Saulo: “Seguir adelante”. Seguir adiante, continuar, “bola pra frente”. E que isso também é silenciar, sem prestar tanta atenção às suas dores ou aos outros. Por vezes até porque, de outro modo, a pessoa não sobreviveria. Discutimos muito esse tipo de mentalidade, que pode tê-los ajudado a chegar até aqui. Mas que, agora, também é possível parar, ouvir, respirar. Eu percebi que os homens estão disponíveis para conversar, perceber o que não cabe mais – algumas falas que podem até matar outras pessoas – e mudar. E que mudar não é ruim.

UNFPA: Você percebeu diferença nos participantes do primeiro para o último grupo?

Saulo: Os homens estão atentos às mudanças da sociedade e sabem que algumas falas estão velhas. Não é mais aquela postura de um pai que dá a última palavra, fala pouco, não é afetivo, demonstra carinho apenas por um olhar de afirmação. E eu vejo que eles querem falar: o que é ser um pai hoje? O que é participar de um relacionamento? No primeiro encontro eram falas muito contidas: “não sei”. No decorrer do tempo, foram se tornando ideias colaborativas. Conforme eles foram vendo que era um ambiente seguro, foram se expondo mais e apresentando suas diversidades, sem o medo de serem rechaçados, que também é tão comum para os homens.  

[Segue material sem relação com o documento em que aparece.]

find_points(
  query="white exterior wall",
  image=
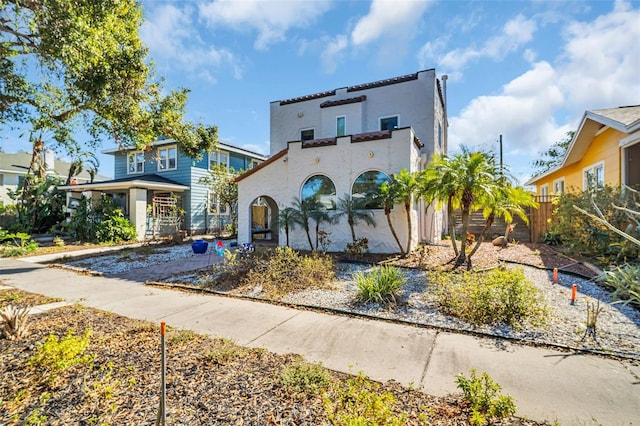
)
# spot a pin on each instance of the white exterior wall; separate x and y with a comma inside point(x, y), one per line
point(414, 101)
point(282, 180)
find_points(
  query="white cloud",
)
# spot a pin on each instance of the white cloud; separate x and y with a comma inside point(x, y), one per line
point(271, 19)
point(388, 18)
point(515, 33)
point(523, 113)
point(600, 64)
point(333, 52)
point(170, 34)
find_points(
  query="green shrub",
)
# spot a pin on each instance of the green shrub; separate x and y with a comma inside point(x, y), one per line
point(483, 396)
point(625, 283)
point(381, 285)
point(500, 296)
point(357, 402)
point(303, 377)
point(16, 244)
point(284, 270)
point(58, 354)
point(115, 228)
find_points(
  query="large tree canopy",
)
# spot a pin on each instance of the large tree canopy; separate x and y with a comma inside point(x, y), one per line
point(69, 65)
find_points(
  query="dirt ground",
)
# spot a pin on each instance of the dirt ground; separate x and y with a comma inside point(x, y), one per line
point(209, 381)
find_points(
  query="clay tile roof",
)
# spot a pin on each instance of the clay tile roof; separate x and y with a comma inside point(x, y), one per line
point(370, 136)
point(343, 101)
point(308, 97)
point(381, 83)
point(312, 143)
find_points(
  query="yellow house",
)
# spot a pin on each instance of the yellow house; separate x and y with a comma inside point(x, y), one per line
point(605, 150)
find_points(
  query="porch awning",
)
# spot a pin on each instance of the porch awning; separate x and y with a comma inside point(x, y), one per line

Um dos seis grupos de homens, após a conclusão das atividades. Foto: ©UNFPA Brasil/Isabela Martel

Sobre o Moverse

O programa conjunto MOVERSE é implementado pelo Fundo de População das Nações Unidas (UNFPA), Agência da ONU para Refugiados (ACNUR) e ONU Mulheres, com o apoio do Governo de Luxemburgo.  O objetivo geral é garantir que políticas e estratégias de governos, empresas e instituições públicas e privadas fortaleçam os direitos econômicos e oportunidades de desenvolvimento entre mulheres venezuelanas refugiadas e migrantes.   

A iniciativa é construída em três frentes. A primeira trabalha diretamente com empresas, instituições e governos nos temas e ações ligados a trabalho decente, proteção social e empreendedorismo. A segunda aborda mulheres refugiadas e migrantes diretamente, para que tenham acesso a capacitações e a oportunidades ligadas ao mercado laboral e ao empreendedorismo. A terceira frente trabalha para que as mulheres tenham conhecimento e acesso a serviços de resposta à violência baseada em gênero.